November 1, 2016

Top Five Podesta Emails Americans Should Be Disturbed By

The story of the presidential race over the last few weeks has been the new revelations about the culture of corruption surrounding the Clintons and their foundation. Recent stories have shown that staffers were aware about various ethical issues and even tried to profit off of them. They also show top aides knew and condemned Clinton’s handling of her email scandal.

Without a doubt, these latest disclosures from John Podesta’s hacked emails raise significant questions about Hillary Clinton’s ability to operate an ethical White House. See below for the top five Podesta emails that voters should be concerned with:

  1. Doug Band’s memo on the ability of Bill Clinton to personally profit off his connections confirms many Americans worst fears about the Clinton Foundation:

“When top Bill Clinton aide Douglas Band wrote the memo, he was a central player at the Clinton Foundation and president of his own corporate consulting firm. Over the course of 13 pages, he made a case that his multiple roles had served the interests of the Clinton family and its charity. In doing so, Band also detailed a circle of enrichment in which he raised money for the Clinton Foundation from top-tier corporations such as Dow Chemical and Coca-Cola that were clients of his firm, Teneo, while pressing many of those same donors to provide personal income to the former president.”

2. In 2015, the Clinton Foundation solicited a $12 million contribution from the King of Morocco, contingent on Hillary Clinton’s presence. When this conflicted with her presidential campaign, close aide Huma Abedin “vented” about the “mess” Hillary Clinton had made:

“And then, in what appears to be a rare venting of frustration by Abedin toward Hillary Clinton (at least in the thousands of hacked Podesta emails), she wrote this about her boss: ‘She created this mess and she knows it.’ Ultimately, Clinton’s aides prevailed upon her, and she sent Bill and Chelsea Clinton in her place. But this exchange about Morocco, first reported by The New York Post, is the clearest example yet in the emails posted by WikiLeaks of the type of arrangement that people find most, well, icky about the Clintons.”
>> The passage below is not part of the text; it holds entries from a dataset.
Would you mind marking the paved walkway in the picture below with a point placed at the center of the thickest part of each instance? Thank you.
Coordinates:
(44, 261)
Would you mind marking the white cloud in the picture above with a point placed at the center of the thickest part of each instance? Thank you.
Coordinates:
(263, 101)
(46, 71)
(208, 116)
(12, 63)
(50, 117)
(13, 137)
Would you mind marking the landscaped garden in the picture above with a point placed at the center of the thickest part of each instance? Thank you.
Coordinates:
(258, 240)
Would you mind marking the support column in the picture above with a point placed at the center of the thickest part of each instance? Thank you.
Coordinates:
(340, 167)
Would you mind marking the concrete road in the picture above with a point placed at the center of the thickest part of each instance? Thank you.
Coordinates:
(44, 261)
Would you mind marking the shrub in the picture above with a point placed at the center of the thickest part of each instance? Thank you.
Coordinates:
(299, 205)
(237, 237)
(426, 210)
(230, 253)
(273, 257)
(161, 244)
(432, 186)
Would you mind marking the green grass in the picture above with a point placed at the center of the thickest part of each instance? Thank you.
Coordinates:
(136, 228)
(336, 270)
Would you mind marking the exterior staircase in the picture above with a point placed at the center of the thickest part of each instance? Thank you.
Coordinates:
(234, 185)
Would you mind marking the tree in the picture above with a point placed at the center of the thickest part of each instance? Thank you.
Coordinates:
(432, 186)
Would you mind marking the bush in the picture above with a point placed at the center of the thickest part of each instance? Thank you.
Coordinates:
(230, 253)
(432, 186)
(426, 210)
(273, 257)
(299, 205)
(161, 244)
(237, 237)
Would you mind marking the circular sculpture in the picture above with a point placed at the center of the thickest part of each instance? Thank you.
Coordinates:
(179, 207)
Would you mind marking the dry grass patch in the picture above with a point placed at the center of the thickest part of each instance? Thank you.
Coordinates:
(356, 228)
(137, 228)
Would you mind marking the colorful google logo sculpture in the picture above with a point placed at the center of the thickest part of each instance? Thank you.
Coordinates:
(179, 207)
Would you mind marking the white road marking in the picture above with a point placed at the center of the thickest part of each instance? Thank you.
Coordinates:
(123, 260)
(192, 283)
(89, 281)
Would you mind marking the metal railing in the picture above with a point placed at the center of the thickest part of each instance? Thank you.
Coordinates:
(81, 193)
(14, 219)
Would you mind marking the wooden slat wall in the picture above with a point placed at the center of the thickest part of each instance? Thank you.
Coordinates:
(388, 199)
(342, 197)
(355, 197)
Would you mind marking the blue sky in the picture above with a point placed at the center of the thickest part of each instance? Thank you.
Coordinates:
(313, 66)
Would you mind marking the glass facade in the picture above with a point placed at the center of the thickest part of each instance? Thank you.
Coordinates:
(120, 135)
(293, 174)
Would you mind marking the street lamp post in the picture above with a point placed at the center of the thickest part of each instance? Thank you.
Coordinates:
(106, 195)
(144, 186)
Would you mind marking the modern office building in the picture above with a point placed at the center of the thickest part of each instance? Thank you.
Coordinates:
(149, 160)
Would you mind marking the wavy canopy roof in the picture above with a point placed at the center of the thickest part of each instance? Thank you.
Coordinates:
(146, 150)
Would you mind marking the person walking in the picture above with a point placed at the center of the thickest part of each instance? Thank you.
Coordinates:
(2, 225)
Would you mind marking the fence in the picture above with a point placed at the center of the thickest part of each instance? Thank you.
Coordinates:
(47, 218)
3. The Podesta emails also show that the actions of the Clinton Foundation had Chelsea Clinton worried about the Foundation’s non-profit status:

“In the Dec. 2011 email, Chelsea Clinton told Cheryl Mills that the charity’s structure needed an overhaul in the interest of ‘protecting my father and the non-profit status of the foundation.’ Mills was Clinton’s chief of staff at the State Department when Clinton wrote the email, and she’s now a board member at the foundation. At the time, Chelsea Clinton and a top aide to Bill Clinton, Doug Band, were sparring over the many conflicts of interest that he and other senior staffers had created by blurring the lines between their personal and philanthropic affairs.”
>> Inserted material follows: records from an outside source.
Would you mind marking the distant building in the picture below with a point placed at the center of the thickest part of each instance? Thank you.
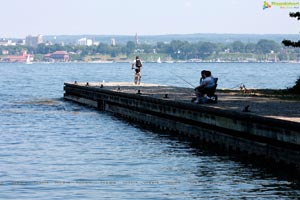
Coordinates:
(136, 39)
(58, 56)
(113, 42)
(85, 42)
(5, 52)
(20, 58)
(5, 42)
(33, 40)
(21, 42)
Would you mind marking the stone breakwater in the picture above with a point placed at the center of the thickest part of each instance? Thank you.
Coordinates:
(270, 127)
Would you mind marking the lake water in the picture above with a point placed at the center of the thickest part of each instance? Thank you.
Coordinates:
(53, 149)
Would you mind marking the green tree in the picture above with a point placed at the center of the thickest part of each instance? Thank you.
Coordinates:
(289, 42)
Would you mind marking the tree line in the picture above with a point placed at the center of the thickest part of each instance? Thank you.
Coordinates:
(176, 49)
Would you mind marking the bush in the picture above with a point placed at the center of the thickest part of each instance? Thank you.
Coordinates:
(296, 88)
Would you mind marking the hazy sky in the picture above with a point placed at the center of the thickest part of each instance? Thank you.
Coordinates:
(146, 17)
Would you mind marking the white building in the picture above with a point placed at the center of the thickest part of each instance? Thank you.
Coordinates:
(85, 42)
(113, 42)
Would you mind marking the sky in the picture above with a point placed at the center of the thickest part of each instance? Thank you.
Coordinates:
(20, 18)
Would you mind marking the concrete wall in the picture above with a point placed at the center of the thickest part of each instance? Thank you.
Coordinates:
(276, 139)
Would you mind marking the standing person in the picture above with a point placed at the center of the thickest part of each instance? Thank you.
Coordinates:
(137, 65)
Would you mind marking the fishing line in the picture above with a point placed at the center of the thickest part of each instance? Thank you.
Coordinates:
(182, 79)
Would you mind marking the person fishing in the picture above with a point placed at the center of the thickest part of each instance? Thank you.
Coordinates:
(137, 65)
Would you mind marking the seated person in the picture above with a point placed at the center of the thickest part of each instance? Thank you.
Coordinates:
(207, 84)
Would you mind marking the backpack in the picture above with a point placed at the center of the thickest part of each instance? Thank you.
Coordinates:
(138, 63)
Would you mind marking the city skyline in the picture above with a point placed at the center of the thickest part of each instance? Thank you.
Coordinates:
(117, 17)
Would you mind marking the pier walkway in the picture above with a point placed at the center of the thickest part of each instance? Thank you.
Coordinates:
(270, 127)
(271, 107)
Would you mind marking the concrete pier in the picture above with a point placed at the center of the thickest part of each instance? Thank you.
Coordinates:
(270, 127)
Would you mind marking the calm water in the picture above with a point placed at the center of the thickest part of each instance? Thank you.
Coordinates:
(52, 149)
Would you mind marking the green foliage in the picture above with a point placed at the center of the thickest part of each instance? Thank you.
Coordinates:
(296, 88)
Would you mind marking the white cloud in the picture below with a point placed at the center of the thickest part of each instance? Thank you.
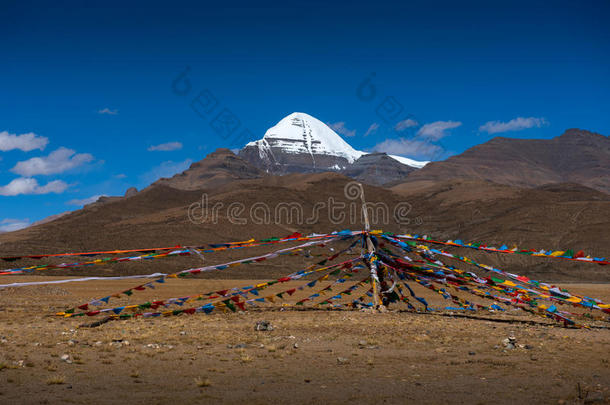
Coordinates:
(108, 111)
(165, 147)
(165, 169)
(372, 129)
(25, 142)
(58, 161)
(339, 127)
(437, 130)
(11, 224)
(408, 147)
(408, 123)
(516, 124)
(84, 201)
(23, 185)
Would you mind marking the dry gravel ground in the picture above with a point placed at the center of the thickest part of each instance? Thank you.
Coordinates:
(310, 356)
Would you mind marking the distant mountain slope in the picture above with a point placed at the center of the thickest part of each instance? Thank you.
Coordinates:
(577, 156)
(550, 217)
(219, 167)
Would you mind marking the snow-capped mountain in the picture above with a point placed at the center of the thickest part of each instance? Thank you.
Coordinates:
(302, 143)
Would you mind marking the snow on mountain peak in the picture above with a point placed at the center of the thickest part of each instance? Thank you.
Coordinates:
(302, 133)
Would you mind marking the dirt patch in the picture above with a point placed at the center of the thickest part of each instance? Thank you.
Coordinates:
(313, 356)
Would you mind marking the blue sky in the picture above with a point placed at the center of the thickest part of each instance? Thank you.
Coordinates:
(90, 103)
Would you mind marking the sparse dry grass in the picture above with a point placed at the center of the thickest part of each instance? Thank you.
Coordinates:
(56, 379)
(202, 382)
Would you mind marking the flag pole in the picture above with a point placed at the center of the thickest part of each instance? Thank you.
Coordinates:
(371, 251)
4. There were also a number of damaging pieces of information about Clinton’s email scandals in the Podesta emails. One email from Cheryl Mills seems to confirm that the White House lied when they claimed President Obama was unaware of Clinton’s private email use:

“In a March 2015 interview, President Obama said that he had learned about Hillary Clinton’s use of a private email server as secretary of state ‘the same time everybody else learned it, through news reports.’ But that assertion concerned aides of Mrs. Clinton, who knew that the president himself had received emails from the private address, according to a hacked email made public on Tuesday by WikiLeaks. ‘We need to clean this up — he has emails from her — they do not say,’ Cheryl D. Mills, a top aide, wrote to John D. Podesta, another senior adviser, on March 7, 2015.”
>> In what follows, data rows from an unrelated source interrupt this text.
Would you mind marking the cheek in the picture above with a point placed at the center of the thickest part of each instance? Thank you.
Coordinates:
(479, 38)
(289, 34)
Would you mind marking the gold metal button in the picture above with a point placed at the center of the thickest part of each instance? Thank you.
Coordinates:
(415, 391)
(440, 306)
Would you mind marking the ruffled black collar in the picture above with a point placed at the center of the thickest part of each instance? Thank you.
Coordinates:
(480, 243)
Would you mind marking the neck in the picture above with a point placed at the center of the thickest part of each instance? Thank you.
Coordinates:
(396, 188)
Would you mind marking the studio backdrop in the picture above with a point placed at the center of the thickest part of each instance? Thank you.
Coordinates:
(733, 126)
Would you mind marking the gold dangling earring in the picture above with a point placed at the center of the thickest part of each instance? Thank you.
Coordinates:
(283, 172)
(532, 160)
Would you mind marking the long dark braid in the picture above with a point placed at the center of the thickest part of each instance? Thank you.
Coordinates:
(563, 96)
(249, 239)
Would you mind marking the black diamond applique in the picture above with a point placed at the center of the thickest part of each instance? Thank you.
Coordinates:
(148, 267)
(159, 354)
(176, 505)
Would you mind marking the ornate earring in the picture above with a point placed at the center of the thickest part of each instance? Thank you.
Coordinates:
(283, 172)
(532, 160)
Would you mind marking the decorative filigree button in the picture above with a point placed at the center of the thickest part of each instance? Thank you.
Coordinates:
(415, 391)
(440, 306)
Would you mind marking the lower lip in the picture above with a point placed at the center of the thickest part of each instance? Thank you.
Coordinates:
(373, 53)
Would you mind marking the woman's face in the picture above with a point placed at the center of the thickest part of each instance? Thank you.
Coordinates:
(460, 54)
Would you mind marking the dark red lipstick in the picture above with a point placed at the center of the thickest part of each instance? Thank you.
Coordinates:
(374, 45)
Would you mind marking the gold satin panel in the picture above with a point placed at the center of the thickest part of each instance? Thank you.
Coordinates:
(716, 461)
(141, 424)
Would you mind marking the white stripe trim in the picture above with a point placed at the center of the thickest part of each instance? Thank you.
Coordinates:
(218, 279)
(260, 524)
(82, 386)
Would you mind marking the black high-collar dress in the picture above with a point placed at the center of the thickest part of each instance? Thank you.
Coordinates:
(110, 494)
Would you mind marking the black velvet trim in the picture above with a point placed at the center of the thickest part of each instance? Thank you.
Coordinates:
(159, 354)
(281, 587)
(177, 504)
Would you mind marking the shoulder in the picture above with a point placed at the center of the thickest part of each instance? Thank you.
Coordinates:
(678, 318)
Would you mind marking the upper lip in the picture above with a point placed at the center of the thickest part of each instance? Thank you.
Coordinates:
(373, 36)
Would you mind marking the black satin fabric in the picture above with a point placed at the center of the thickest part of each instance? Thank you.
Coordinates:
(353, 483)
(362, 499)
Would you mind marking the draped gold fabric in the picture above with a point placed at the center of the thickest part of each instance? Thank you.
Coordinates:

5. Finally, the newly released emails portray Clinton confidante Neera Tanden as harshly critical of the handling of the email scandal. Tanden remarked in 2015 that the Clintons never disclosed the private email because they wanted to get away with it:

“Podesta also expressed frustration with Mills alongside Clinton lawyer David Kendall and Reines, saying they “sure weren’t forthcoming on the facts here.” ‘I guess I know the answer — they wanted to get away with it,’ Tanden wrote.”